The limiting impact on telecommunications, polarization-mode dispersion, comes about because of the great lengths of fibre involved. In contrast, PM fibre is designed to exhibit a consistently high value of linear birefringence. For comparison, in single-mode fibre, the fast and slow polarization modes experience 360 degrees of phases shift over many meters. In PM fibre, this distance, called the beat length, is typically a few millimetres.

There are several strategies for creating this consistent, higher linear birefringence in PM fibre. In each case, the core is placed in a uniform transverse mechanical stress field to induce a difference in index between orthogonal axes. The level of built-in stress is intended to be much higher than stresses produced by the application environment, so that the electric field of light launched along one of the principal (fast or slow) axes will remain aligned with that physical axis as it propagates. This is key to most PM fibre applications.

As mentioned earlier, the polarization-state of light travelling through a medium can be influenced by stress within the medium. This can present problems with ordinary single mode fibre. When a normal fibre is bent or twisted, stresses are induced in the fibre. These stresses in turn will change the polarization-state f light travelling through the fibre. Furthermore, if the fibre is subjected to any external perturbations, that due to changes in the fibre's position or temperature, then the final output polarization will vary with time.

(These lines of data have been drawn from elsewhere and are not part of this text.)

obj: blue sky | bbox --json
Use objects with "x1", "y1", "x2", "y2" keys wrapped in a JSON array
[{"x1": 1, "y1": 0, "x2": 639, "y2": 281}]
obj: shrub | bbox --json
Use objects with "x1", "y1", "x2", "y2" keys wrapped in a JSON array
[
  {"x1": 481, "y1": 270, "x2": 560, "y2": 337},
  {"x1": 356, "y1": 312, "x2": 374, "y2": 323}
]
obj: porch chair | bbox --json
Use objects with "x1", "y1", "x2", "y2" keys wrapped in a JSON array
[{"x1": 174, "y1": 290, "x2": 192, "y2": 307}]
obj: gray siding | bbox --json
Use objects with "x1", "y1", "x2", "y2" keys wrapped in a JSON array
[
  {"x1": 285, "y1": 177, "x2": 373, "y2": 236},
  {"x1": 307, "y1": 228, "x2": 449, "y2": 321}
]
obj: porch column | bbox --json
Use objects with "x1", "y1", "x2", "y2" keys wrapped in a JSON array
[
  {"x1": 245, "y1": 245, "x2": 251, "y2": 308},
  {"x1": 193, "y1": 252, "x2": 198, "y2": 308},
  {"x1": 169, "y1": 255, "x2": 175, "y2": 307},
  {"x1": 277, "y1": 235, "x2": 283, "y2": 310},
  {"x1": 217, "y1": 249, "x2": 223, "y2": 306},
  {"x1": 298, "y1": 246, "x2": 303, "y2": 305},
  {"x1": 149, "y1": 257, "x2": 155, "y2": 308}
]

The polarization maintaining fibres have a strong linear birefringence, which creates PM fibre applications.

PM Fibre Applications

PM fibre is typically used to guide linearly polarized light from point to point. PM fibre also finds many specialised applications in optical sensors and in both telecommunications and sensor research. In some applications, light is purposely launched in such a way that the electric field projects equally onto fast and slow axes. In this condition, the output polarization-state is highly sensitive to wavelength, temperature and mechanical stress.

What Limits PM Fibre Performance?

In the most common optical fibre telecommunications applications, PM fibre is used to guide light in a linearly polarised state from one place to another. To achieve this result, several conditions must be met. Input light must be highly polarised to avoid launching both slow and fast axis modes, a condition in which the output polarization state is unpredictable.

The electric field of the input light must be accurately aligned with a principal axis (the slow axis by industry convention) of the fibre for the same reason. If the PM fibre path consists of segments of fibre joined by optical connectors or splices, rotational alignment of the mating fibres is critical. In addition, connectors must have been installed on the PM fibres in such a way that internal stresses do not cause the electric field to be projected onto the unintended axis of the fibre.